I’ve always imagined myself excelling in Corporate America. Something about being the only woman at a round table meeting with all men thrills me. I love the politics of it and being only 26, it’s allowed me to meet and work closely with a lot of Houston’s development movers and shakers. There’s an obvious stigma regarding why people blog, which is usually to create their own lanes and escape their dead end jobs. But when people ask me if I plan to blog full time, my answer’s no. Outside of the obvious reasons for why blogging in itself is difficult, you can only imagine how much time it takes to work for a company roughly 45 hours a week and still make time to create what you envision for yourself. It’s indeed a hustle. Here are four things that help me shine at my 9 to 5 while building my brand –
Make The Time
It’s without a doubt difficult to balance both. There are days where I don’t post because I have so much going on at work that needs my attention. There are also days where my job takes a backseat because I’m doing so well with The B Werd that it takes precedence. Balance never looks the same two days in a row. You make the time when and where you can. Whether you’re staying up later than usual or waking up earlier than you’re used to, you’ll need to squeeze it in at some point. I’m no good after 10 p.m. on a week night (hell, weekends too) so I started waking up closer to 6 a.m. to make sure my posts were ready to go. That includes my photos being ready, my products being linked and a cup or two of coffee so I’m not missing errors while proofreading. It’s equally as important to me that I excel with both my brand and my career and it’s not fair to either of them to receive less than what I’m capable of giving because I’m half-assing the quality of my time management. Outside of the weekdays, I spend a large portion of my weekends ensuring I’m staying on top of what I know my brand needs as well as taking the time out to create content that might come in handy on a day where my career simply doesn’t allow me the time to get a post up.
Decide on Your Plan
As much as I’d like to boast about having a super successful planned-in-advance content calendar, I can’t. But I do have somewhat of a plan. My plan is, write when you can and shoot outfits on the weekends; and so far it’s worked for me. Of course I throw in meeting with graphic designers to create media kits, emailing you all back, pitching to brands and searching for exposure opportunities and all the other time consuming things that go on behind the scenes. Because this blog is creative for me, it’s difficult for me to plan content too far in advance. Your plan may look different, but most importantly you need to decide what days you’ll be uploading your YouTube videos, or editing your podcasts and stick to those routines. If you’re working a full-time job your time is already limited. It’s incredibly important that you utilize the free time you do have. I used to wait on the perfect time to make the perfect decisions out of fear that I’d make a mistake and that only held me up. Get decisive and stick with it. Trust me, you’ll inevitably get things wrong whether you take your time or not so you might as well get out of your own way and move quickly.

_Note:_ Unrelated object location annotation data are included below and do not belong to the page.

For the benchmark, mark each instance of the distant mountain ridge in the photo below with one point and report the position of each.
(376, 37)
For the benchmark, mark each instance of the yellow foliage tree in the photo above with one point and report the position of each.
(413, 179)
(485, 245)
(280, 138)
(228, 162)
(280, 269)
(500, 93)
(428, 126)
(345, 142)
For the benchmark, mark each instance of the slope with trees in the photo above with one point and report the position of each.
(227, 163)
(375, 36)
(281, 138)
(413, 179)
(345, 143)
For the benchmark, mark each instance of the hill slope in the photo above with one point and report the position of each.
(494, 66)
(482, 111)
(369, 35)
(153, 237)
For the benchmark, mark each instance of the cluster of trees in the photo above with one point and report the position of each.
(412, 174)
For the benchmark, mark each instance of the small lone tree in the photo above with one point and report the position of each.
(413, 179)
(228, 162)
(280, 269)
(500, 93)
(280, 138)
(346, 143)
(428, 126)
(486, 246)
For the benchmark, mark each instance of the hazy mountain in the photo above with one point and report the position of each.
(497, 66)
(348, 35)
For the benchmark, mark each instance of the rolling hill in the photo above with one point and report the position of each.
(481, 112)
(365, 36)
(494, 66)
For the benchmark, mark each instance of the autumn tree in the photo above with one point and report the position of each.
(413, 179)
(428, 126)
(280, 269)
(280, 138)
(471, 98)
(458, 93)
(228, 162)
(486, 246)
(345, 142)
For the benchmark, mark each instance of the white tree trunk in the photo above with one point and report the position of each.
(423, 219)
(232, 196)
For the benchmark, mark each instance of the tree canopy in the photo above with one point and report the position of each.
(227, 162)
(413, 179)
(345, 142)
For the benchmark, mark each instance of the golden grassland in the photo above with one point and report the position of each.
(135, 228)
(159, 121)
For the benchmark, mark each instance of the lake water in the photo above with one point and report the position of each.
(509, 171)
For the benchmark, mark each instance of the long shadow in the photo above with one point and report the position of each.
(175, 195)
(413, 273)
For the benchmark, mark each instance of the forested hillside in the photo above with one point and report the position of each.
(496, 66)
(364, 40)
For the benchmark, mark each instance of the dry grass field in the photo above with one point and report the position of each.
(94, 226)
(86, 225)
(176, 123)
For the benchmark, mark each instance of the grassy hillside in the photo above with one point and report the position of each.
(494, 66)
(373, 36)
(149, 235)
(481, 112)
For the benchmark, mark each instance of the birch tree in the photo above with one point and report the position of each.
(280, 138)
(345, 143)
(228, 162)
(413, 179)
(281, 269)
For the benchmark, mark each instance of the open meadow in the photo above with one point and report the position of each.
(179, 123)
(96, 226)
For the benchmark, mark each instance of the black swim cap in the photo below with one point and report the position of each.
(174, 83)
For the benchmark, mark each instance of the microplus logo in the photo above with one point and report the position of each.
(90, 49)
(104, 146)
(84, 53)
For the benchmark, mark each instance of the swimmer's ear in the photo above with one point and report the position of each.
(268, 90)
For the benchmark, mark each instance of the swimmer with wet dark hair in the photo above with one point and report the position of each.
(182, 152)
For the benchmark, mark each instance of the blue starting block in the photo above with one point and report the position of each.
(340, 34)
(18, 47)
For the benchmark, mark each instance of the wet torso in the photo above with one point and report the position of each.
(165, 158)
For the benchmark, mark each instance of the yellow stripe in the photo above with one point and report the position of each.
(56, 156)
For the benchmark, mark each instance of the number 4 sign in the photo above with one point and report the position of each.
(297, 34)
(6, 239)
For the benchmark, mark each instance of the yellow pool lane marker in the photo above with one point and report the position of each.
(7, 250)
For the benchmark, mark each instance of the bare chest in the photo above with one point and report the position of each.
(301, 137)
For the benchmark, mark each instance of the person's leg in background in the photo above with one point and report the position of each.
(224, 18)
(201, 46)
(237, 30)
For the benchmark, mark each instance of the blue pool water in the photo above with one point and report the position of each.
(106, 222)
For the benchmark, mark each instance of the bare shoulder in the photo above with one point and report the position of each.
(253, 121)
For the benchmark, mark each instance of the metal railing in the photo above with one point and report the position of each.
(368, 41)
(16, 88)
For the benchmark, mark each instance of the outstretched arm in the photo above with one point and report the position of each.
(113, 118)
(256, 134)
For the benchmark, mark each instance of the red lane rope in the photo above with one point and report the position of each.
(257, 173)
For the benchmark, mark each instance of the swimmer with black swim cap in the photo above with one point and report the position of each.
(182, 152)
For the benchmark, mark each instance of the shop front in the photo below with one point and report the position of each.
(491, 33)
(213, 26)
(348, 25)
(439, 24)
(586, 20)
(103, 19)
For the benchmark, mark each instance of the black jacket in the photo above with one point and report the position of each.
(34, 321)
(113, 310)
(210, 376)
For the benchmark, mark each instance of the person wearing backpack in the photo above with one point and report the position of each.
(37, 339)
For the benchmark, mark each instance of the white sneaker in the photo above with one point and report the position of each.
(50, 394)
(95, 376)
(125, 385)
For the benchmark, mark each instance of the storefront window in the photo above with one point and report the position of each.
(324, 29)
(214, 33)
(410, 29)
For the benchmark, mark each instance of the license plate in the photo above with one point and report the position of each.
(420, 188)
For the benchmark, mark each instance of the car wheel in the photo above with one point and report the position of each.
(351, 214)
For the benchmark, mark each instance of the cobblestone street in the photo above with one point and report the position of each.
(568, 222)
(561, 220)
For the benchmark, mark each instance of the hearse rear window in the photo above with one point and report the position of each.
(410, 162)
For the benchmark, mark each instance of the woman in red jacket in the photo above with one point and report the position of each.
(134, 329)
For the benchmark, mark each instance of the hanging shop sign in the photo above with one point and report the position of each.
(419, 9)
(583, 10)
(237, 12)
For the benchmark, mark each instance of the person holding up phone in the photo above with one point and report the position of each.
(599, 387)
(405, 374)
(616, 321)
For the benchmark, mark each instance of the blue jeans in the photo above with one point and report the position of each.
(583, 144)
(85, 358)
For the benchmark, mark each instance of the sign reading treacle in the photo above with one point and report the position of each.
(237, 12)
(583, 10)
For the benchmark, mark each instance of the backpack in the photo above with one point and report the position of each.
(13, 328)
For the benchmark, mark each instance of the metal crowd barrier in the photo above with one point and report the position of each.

I’m not a walking business yet, so I don’t have a team of paid professionals that I can delegate work to. Regardless, I’ve got a team of people (they’re actually friends and family) who can and will help. My best friend is a graphic designer. I have three friends who are photographers and have taught my friends who aren’t how to get the perfect iPhone shot. I have open conversations with my boss about what I’m building so she understands and supports time I might need off. I’ve been so blessed that the people around me believe in me more than I believe in myself that they often offer before I have to ask. Get so passionate about what you’re doing that people feel apart of something special by helping you. Allow the people in your life to contribute. Before I’d insist that I’d handle everything because it was what I was so used to. I had to get over being “nice” very quickly. This is about getting things done.
Sit Things Out
It’s just something that you’ll have to do sometimes. There are many weeknights I have to pass on happy hours to make sure I have content scheduled for the next day or times where I have to skip brunch with friends because I’ve agreed to shoot photos. You’ll have to prioritize what’s going to contribute to what you’re building. Not only is your free-time so precious, but you’re funding a business you created. You’re continuously investing in items for your business like cameras, ring lights and apps, buying clothes and shoes for outfit posts, purchasing tickets to attend blogger seminars, and paying your photographer for their services. I weigh the pros and cons of a $60 brunch that takes four hours of of my Sunday when I could be working. When you’re working towards building something for yourself, think twice about how both your time and money are spent.